最近、私のアルバイト先であるコンビニに高校生の男の子がよく来店してくれる。多分近くのアイドル科とか訳わかんない学科のある学校の子……、だと思う。制服的になので確証は無いけど。
めちゃくちゃ金髪なので目立つ。とにかく目立つ。メガネを取ったらかなりの美少年なんだろうと伺える大きな目やら白い肌やらなんかもう色々負けている事を痛感させられる人物だ。多分恐らくあの子はアイドル科の方かな。

「これ、ください。」

スポーツ飲料と軽食を私の目の前に出すと慌てて財布を取り出し、そして……小銭をばらまいた。なんと、ドジッ子かとアイドル要素に感心するもそれどころじゃないと身を乗り出して大丈夫ですか?と声をかける。

「あっ、だ、大丈夫です!」

ぱっと恥ずかしそうに顔を上げる少年と目が合うとぶわわ、と頬を染められてしまった。更に慌てふためいた少年は勢いよく立ち上がったのだ。

「えっ、ちょ、まっ」

ごちん!と彼の頭と私の額が派手な音を立ててぶつかりあまりの痛みに私は声を失った。

「ああああ、だ、大丈夫ですか!ごめんなさい…!!」

「あ、大丈夫、です。気にしないでください。それよりお客様にお怪我はありませんでしたか…?」

未だにじんじんと熱を持つおでこに軽く触れながら片手で彼を制して怪我の有無を聞くとハッとしたように大丈夫です!と答えてくれた。良かった。未来のアイドルに怪我を負わせただなんて考えただけで恐ろしい。

「や、優しいんですね、」

もじ、と指を持て余すように動かしながら私にそういう少年にきょとんとしてしまった。いきなりだなあ、と笑っておでこを摩る。

「そうでもないですよ。」

そう伝えると会計を始めた。ぴっ、ぴっとレジを打って袋詰めしている間ずっと熱を帯びた視線を感じるような気がするが目を合わせてはいけない気がする。お会計を済ませるために金額を伝えるとはっとしたようにお財布から1000円を出されたので私はお釣りと袋を少年に渡す。少しだけ触れた手にわかり易く反応をされてこちらがドキマギしてしまう。初だなあ。

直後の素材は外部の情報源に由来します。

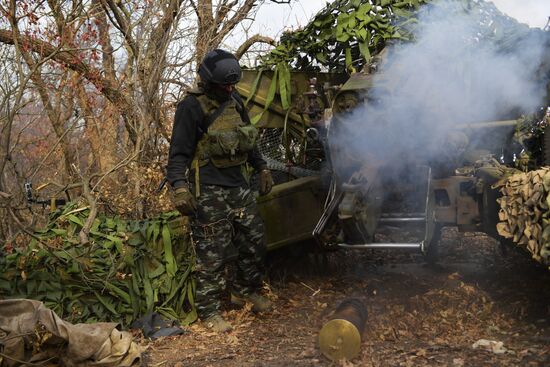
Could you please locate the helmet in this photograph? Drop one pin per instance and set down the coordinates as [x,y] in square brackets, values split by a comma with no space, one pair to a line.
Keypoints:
[220,67]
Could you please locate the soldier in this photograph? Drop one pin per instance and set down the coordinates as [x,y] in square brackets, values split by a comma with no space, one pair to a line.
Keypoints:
[212,144]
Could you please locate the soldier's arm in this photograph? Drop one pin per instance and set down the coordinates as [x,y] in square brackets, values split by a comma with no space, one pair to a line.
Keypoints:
[184,140]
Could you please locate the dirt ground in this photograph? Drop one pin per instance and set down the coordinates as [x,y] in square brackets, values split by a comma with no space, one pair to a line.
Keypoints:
[419,315]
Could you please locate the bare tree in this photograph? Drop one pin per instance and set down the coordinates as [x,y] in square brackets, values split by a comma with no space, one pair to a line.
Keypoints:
[107,73]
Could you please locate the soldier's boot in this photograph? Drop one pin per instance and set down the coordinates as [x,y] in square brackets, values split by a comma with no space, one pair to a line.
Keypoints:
[218,323]
[259,302]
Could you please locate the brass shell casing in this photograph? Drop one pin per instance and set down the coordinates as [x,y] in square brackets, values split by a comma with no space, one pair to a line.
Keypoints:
[339,339]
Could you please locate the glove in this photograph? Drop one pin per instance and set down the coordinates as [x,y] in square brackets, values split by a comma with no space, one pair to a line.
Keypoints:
[184,201]
[266,182]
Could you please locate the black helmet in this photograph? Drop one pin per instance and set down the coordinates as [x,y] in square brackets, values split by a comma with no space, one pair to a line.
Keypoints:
[220,67]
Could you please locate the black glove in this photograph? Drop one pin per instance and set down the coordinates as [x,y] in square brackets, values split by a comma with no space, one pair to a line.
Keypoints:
[266,181]
[184,200]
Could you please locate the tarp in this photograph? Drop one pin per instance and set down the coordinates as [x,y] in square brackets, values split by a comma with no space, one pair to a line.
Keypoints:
[30,332]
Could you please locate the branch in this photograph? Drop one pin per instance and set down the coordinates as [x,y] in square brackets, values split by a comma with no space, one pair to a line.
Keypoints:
[223,9]
[252,40]
[240,14]
[72,60]
[121,23]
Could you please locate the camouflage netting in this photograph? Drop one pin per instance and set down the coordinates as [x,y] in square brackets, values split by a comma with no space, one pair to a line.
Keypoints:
[524,215]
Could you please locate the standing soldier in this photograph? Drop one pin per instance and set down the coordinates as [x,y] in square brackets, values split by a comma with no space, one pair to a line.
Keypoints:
[212,143]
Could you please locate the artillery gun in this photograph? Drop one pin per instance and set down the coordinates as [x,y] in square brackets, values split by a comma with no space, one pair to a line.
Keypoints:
[326,193]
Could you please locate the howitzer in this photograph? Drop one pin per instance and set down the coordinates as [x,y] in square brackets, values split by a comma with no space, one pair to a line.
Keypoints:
[353,202]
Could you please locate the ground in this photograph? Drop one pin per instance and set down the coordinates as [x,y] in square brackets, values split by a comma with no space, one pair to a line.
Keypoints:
[418,314]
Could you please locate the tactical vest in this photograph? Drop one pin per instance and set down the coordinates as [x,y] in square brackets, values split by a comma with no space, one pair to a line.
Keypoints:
[227,140]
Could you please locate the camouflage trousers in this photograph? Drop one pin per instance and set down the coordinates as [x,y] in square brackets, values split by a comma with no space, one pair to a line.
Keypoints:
[227,220]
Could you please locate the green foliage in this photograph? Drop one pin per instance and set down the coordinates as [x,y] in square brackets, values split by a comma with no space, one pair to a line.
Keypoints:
[344,35]
[341,38]
[127,269]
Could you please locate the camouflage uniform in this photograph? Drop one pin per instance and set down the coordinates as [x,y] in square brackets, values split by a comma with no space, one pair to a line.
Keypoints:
[226,217]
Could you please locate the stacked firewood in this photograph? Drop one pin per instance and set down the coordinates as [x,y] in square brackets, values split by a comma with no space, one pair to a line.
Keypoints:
[524,215]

「いつもありがとうございます。またのご来店お待ちしております。」

テンプレのセリフを吐けば花が飛びそうなぐらい喜んでくれた。

「僕、遊木真って言います。また来ますね、……名字さん!」

なんで名前、とは思ったけれどそりゃ私は名札を付けているからねと心を落ち着かせ、営業スマイルを一つ。浮かれたような足取りで退店していく遊木真くんを見送ればため息をついた。いやはや、若すぎる反応だ。


後日、遊木真くんのお兄ちゃんと名乗るモデルのような男の子が「うちのゆうくんを誑かさないでくれる!?」店に文句を言いに来て地獄のような思いした話はまたの機会に。